Anstatt das Personal durch Technologie zu ersetzen, geht der Trend hin zu vernetzten Lösungen. Durch die Integration von KI in die Teamkommunikation – etwa via Headsets – reagieren Mitarbeiter in Echtzeit auf Engpässe an SB-Kassen oder potenzielle Sicherheitsrisiken. Neueste Systeme integrieren KI-Abfragen mit den Headsets und befähigen Filialteams dazu, Kundenanfragen in Sekundenschnelle zu beantworten. Das Ergebnis ist eine proaktive statt reaktive Servicekultur. In Deutschland ist diese Erkenntnis bereits gereift: Mit 50,7 % liegt die Bundesrepublik im DACH-Vergleich an der Spitze bei der Nutzung von Headset-Technologie für Filialteams.

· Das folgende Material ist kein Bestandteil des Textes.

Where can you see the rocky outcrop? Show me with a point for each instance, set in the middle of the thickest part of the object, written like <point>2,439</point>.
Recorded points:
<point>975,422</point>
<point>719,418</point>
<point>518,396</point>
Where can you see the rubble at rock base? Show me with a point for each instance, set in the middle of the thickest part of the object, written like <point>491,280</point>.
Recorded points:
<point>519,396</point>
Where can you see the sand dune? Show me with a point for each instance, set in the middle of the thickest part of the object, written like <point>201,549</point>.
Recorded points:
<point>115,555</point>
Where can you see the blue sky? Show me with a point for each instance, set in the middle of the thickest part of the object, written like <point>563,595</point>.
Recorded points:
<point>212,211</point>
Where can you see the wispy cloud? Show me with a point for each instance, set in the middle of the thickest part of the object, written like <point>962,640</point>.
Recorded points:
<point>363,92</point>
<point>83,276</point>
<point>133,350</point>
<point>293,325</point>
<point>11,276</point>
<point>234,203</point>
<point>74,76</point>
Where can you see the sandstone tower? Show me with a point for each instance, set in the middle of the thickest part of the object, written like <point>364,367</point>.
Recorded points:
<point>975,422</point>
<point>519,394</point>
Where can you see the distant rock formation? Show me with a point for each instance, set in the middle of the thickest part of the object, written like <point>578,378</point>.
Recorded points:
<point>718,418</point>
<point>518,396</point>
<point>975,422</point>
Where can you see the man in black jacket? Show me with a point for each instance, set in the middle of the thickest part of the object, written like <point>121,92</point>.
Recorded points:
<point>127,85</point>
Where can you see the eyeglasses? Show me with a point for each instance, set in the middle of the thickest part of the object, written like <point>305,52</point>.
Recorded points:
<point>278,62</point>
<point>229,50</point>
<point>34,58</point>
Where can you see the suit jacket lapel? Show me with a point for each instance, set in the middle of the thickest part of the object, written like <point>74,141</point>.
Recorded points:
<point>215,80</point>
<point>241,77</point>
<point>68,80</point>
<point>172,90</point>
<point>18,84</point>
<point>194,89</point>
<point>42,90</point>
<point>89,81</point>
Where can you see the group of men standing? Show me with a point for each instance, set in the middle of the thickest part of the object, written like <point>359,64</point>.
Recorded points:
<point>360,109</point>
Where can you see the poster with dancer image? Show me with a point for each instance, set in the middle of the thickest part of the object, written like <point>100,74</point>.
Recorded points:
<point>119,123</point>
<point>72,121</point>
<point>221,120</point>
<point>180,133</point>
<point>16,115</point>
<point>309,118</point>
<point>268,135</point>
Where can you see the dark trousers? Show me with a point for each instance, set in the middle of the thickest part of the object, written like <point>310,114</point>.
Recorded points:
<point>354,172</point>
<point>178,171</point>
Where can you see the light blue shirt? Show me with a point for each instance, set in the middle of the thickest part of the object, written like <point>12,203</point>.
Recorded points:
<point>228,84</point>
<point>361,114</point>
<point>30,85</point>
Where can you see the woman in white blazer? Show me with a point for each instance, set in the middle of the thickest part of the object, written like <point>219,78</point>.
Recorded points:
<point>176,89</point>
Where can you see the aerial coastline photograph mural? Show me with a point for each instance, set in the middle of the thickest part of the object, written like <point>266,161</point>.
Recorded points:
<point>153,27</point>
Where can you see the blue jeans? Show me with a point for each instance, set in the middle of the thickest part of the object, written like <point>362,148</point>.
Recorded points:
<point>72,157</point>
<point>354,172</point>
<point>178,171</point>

Fazit: Das hybride Geschäft der Zukunft
Für den deutschen Einzelhandel bedeutet strategische Weitsicht heute, den technologischen Fortschritt mit dem menschlichen Faktor zu vereinen. 71,9 % der Konsumenten sehen Mitarbeiter weiterhin als essentiellen Bestandteil ihres Einkaufserlebnisses. KI sollte daher nicht als Werkzeug zur Personaleinsparung, sondern als Instrument zur Qualitätssteigerung verstanden werden. Wenn Technologie den Mitarbeitern den Rücken freihält, wird der stationäre Handel genau das, was der Online-Handel nicht bieten kann: ein Ort der Begegnung, unterstützt durch intelligente Systeme für optimale Beratung und persönliche Betreuung.